Advocates are also hoping the bipartisan Senate caucus will help the sector access a wider spectrum of federal funding programs, such as the Greenhouse Gas Reduction Fund, which is pegged to receive about $27 billion in funding under the Inflation Reduction Act. The landmark climate deal currently awaits President Biden’s signature after being passed by both chambers of Congress earlier this month. 

“There are other federal lending programs or loan guarantee programs that were designed for depositories or other entities and are perfectly applicable to the CDFI model,” Vasiloff said. “But we’re just not eligible.”

Some CDFI advocates, including the Opportunity Finance Network, CDBA and the National Association of Affordable Housing Lenders, are pushing for the passage of a bill titled the CDFI Tax Credit Investment Act. Introduced in June by Democratic Sens. Warner and Chris Van Hollen of Maryland along with Republican Sens. Roger Wicker and Cindy Hyde-Smith of Mississippi, the bill would provide a tax credit for “private sector investors that make equity, equity-equivalent investments, or long-term patient capital available to CDFIs,” according to a press release. 

Advocates say the impact of such a bill could be transformative for the CDFI industry. “I think [the bill] has the potential to start to build more infrastructure around the industry,” Jacokes said. “Right now, we’re mostly dependent upon the CDFI Fund. And if you build these other kinds of support, in the long run, it makes the industry stronger.” 

Other advocates, such as the Accion Opportunity Fund’s Urrutia, say the industry has to develop more national ambitions to become a bigger part of the U.S. financial system. A big part of that drive, Urrutia said, could be the introduction of a national charter for nondepository CDFIs, which would likely require some kind of congressional authorization. Under current law, nonbank CDFIs have to apply for licenses on a state-by-state basis to expand their operations. 

Urrutia said that a national CDFIs wouldn’t necessarily replace smaller, local outfits but could help them scale their business and improve overall capacity through partnerships. 

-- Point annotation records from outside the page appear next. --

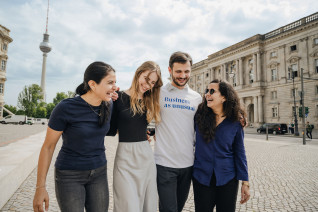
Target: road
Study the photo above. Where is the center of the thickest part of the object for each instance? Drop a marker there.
(283, 176)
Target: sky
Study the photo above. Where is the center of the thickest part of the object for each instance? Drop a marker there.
(126, 33)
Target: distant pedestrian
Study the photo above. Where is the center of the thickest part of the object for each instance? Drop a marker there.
(80, 168)
(291, 128)
(220, 159)
(309, 130)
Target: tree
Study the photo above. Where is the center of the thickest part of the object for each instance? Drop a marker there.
(40, 112)
(12, 108)
(59, 97)
(29, 98)
(70, 94)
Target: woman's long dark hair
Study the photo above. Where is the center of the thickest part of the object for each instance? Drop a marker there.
(96, 71)
(205, 118)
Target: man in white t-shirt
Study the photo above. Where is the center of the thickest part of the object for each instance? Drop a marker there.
(174, 147)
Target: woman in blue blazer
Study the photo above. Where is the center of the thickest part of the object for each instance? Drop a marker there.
(220, 160)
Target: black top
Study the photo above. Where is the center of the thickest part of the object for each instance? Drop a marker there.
(131, 128)
(83, 139)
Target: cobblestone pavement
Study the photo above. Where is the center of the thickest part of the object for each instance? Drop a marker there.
(283, 176)
(10, 133)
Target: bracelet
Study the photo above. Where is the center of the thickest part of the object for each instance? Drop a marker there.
(37, 187)
(246, 183)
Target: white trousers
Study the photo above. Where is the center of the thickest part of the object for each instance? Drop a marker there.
(134, 180)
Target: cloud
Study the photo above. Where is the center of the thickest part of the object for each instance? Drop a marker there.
(127, 33)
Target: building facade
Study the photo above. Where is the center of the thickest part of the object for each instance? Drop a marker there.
(265, 71)
(5, 39)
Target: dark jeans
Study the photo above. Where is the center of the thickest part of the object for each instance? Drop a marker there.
(173, 187)
(207, 197)
(76, 190)
(309, 134)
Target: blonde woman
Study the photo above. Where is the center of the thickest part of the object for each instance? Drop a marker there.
(134, 177)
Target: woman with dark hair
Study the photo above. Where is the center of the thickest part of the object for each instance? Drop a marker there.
(135, 188)
(220, 160)
(80, 168)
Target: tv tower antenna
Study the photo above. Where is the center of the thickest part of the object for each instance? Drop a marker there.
(45, 47)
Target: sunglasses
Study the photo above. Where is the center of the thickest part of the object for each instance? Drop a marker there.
(210, 91)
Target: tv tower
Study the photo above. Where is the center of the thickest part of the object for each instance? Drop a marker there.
(45, 47)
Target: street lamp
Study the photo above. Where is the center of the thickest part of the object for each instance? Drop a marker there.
(294, 94)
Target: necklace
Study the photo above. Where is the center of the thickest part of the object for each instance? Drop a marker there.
(99, 114)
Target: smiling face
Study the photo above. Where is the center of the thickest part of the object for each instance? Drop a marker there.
(215, 100)
(180, 74)
(147, 81)
(105, 89)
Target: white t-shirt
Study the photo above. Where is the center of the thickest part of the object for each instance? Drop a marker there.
(175, 133)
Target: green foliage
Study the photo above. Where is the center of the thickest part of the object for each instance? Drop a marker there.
(12, 108)
(29, 98)
(59, 97)
(30, 102)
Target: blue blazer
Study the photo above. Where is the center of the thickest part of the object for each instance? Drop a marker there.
(224, 155)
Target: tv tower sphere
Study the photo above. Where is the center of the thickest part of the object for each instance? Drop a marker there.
(45, 47)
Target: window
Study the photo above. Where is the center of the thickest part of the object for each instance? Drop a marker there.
(274, 74)
(1, 88)
(274, 94)
(4, 47)
(293, 71)
(294, 92)
(3, 65)
(251, 75)
(273, 54)
(274, 112)
(234, 80)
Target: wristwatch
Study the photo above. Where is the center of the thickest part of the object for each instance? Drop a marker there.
(246, 183)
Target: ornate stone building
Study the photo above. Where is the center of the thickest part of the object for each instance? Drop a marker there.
(5, 39)
(262, 68)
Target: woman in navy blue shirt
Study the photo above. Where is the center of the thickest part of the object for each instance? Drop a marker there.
(80, 168)
(220, 160)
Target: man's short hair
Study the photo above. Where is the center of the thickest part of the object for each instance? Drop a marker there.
(179, 57)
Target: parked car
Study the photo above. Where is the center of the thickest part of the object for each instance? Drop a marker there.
(42, 121)
(30, 121)
(14, 119)
(274, 128)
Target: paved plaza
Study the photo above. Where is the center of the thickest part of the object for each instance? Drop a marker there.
(283, 176)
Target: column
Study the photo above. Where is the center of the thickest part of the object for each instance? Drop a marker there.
(254, 68)
(241, 71)
(255, 109)
(237, 73)
(223, 72)
(260, 109)
(259, 66)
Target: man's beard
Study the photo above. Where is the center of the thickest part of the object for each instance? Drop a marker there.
(178, 84)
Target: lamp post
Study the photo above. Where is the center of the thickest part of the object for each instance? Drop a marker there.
(294, 94)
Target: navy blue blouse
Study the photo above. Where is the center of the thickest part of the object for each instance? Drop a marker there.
(83, 139)
(224, 155)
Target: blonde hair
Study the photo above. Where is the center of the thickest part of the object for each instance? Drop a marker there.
(150, 102)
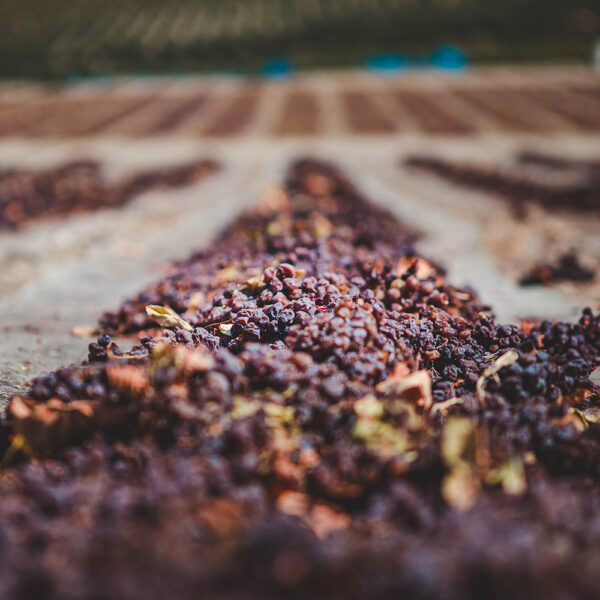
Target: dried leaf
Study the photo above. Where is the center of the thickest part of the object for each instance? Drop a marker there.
(196, 301)
(511, 475)
(84, 331)
(458, 443)
(460, 489)
(415, 388)
(507, 359)
(166, 317)
(369, 407)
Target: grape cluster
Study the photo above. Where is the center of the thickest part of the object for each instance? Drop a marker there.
(80, 186)
(322, 412)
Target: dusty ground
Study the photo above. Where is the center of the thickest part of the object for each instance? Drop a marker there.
(58, 275)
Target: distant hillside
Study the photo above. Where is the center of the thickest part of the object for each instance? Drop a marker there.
(57, 38)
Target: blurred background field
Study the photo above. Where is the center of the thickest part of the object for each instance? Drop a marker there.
(54, 39)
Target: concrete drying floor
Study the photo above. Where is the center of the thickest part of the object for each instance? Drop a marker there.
(62, 274)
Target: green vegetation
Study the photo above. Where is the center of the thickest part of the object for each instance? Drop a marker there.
(57, 38)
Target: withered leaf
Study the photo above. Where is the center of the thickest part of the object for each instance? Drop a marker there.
(166, 317)
(415, 388)
(507, 359)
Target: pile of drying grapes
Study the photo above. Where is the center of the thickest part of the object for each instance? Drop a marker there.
(555, 183)
(80, 186)
(319, 415)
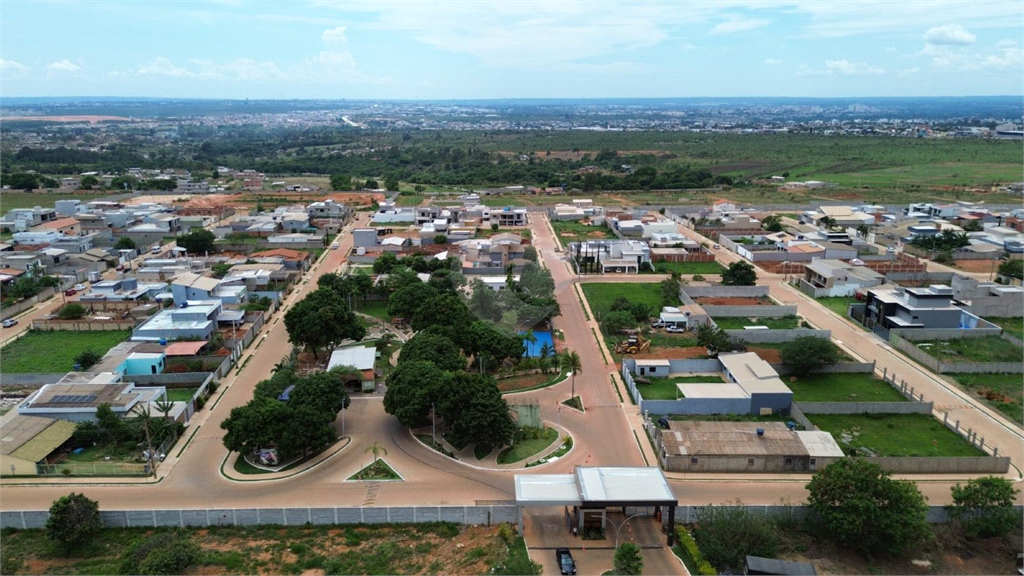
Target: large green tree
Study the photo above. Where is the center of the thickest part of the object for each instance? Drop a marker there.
(862, 507)
(323, 320)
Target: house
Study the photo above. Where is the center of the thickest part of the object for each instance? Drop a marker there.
(744, 447)
(194, 319)
(825, 277)
(888, 307)
(78, 395)
(28, 441)
(360, 358)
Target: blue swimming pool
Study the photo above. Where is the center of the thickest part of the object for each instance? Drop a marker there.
(534, 348)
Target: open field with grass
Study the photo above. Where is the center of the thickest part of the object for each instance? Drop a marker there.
(1003, 392)
(841, 387)
(55, 352)
(526, 443)
(783, 323)
(665, 388)
(989, 348)
(1014, 326)
(689, 268)
(394, 548)
(893, 435)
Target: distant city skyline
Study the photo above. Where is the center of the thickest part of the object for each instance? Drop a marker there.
(482, 50)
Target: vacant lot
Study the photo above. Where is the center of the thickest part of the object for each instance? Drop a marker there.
(783, 323)
(1003, 392)
(893, 435)
(989, 348)
(55, 352)
(396, 548)
(841, 387)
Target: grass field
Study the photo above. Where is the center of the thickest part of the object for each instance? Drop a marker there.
(55, 352)
(1014, 326)
(526, 443)
(1001, 392)
(600, 295)
(665, 388)
(842, 387)
(988, 348)
(893, 435)
(364, 548)
(689, 268)
(783, 323)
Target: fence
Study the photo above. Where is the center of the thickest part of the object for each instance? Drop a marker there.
(477, 515)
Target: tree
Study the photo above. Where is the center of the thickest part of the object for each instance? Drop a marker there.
(412, 386)
(772, 223)
(572, 363)
(199, 241)
(87, 359)
(807, 354)
(72, 311)
(323, 319)
(74, 521)
(126, 243)
(428, 346)
(628, 560)
(860, 506)
(341, 181)
(1012, 269)
(985, 506)
(407, 301)
(739, 274)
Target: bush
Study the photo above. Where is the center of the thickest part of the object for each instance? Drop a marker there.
(74, 521)
(689, 547)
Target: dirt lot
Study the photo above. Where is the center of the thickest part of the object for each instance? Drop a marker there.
(732, 301)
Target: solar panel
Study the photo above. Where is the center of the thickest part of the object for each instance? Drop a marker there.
(73, 398)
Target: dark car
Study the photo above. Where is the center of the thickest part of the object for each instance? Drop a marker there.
(565, 563)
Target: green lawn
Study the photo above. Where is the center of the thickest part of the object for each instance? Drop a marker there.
(572, 231)
(1014, 326)
(842, 387)
(894, 435)
(783, 323)
(180, 395)
(600, 295)
(1001, 392)
(988, 348)
(665, 388)
(526, 443)
(55, 352)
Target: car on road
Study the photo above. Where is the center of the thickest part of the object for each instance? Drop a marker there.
(565, 563)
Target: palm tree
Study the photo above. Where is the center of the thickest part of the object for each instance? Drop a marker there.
(377, 450)
(571, 362)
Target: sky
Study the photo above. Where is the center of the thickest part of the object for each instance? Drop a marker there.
(467, 49)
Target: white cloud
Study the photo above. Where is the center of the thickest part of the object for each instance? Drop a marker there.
(949, 34)
(12, 66)
(840, 68)
(164, 67)
(335, 36)
(62, 66)
(738, 24)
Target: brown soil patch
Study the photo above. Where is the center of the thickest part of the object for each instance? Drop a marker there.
(730, 301)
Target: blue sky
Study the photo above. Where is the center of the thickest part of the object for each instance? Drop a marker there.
(481, 49)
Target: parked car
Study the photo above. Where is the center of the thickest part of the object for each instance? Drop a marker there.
(565, 562)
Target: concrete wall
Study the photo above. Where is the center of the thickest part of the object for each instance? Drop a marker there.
(865, 407)
(769, 336)
(280, 517)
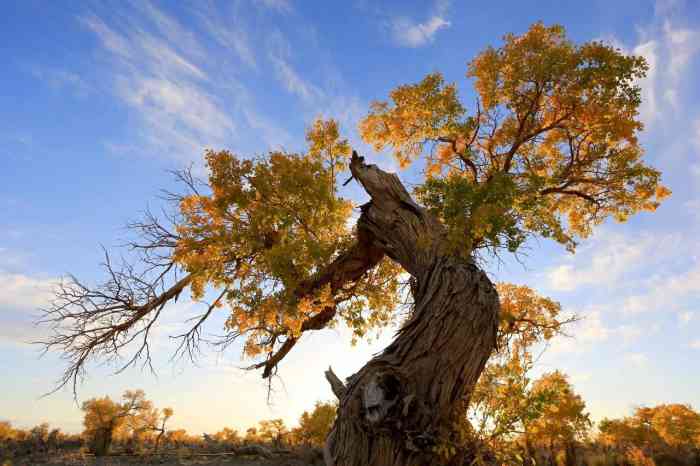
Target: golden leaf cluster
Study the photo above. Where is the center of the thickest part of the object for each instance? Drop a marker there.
(551, 149)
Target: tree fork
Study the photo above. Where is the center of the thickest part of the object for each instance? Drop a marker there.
(405, 400)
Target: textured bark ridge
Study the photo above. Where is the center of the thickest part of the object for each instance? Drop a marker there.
(394, 410)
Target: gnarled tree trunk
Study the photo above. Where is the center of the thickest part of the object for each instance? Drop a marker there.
(399, 406)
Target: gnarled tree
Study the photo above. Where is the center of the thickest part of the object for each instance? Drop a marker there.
(551, 150)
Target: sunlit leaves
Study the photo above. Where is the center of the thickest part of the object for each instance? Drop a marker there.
(265, 229)
(665, 427)
(558, 120)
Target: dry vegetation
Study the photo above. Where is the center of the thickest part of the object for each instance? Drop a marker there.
(552, 428)
(551, 150)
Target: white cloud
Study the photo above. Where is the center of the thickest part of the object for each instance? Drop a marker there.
(230, 34)
(590, 330)
(685, 317)
(678, 286)
(636, 359)
(696, 139)
(163, 84)
(60, 79)
(629, 333)
(281, 6)
(649, 108)
(605, 259)
(409, 33)
(22, 292)
(683, 44)
(279, 53)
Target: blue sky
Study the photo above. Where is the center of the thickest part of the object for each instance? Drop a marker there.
(99, 99)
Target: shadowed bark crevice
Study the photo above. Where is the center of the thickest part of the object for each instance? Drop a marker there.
(404, 401)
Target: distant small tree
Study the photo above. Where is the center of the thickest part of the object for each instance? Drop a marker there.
(273, 431)
(563, 418)
(660, 429)
(315, 426)
(550, 150)
(105, 418)
(228, 436)
(503, 401)
(7, 432)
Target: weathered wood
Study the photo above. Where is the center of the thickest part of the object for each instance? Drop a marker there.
(395, 409)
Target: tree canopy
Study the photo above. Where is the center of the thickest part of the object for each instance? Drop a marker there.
(551, 149)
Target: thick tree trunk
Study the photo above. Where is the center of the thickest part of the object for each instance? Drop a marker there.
(398, 407)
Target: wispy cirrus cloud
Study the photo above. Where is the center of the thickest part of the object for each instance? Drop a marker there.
(410, 33)
(281, 6)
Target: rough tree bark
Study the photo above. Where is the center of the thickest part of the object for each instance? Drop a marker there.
(395, 409)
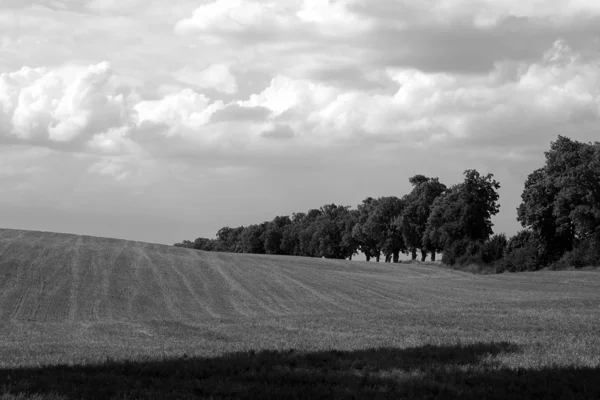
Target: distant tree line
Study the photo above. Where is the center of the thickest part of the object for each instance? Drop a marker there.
(560, 214)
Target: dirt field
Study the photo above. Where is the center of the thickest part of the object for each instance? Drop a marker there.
(75, 309)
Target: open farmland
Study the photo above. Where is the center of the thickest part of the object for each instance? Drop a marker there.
(85, 317)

“If we could get the government to provide a national CDFI charter for nondepository CDFIs that are scalable, that want to grow, that are providing capital across the country, we could help the smaller CDFIs in those markets,” Urrutia said. “The intention is not to come in and take over. The intention is to come in to enable and help those CDFIs that may not have the technology, that may not have the know-how, to let them manage the customers they manage locally, which is what they do best.” 

For now, the sector’s advocates dispute that the CDFI industry is in danger of growing too large or too quickly. Most point to the industry’s relatively small size versus the degree of unmet lending needs in the U.S. and beyond, whether in small-business lending or housing development. 

“The industry is still a little too lean,” Jacokes said. “We’ve been so starved for capital, and to say we shouldn’t grow that much — I think there’s a ton of room for growth. But what that means is you have to scale up your operations, you have to hire more people.”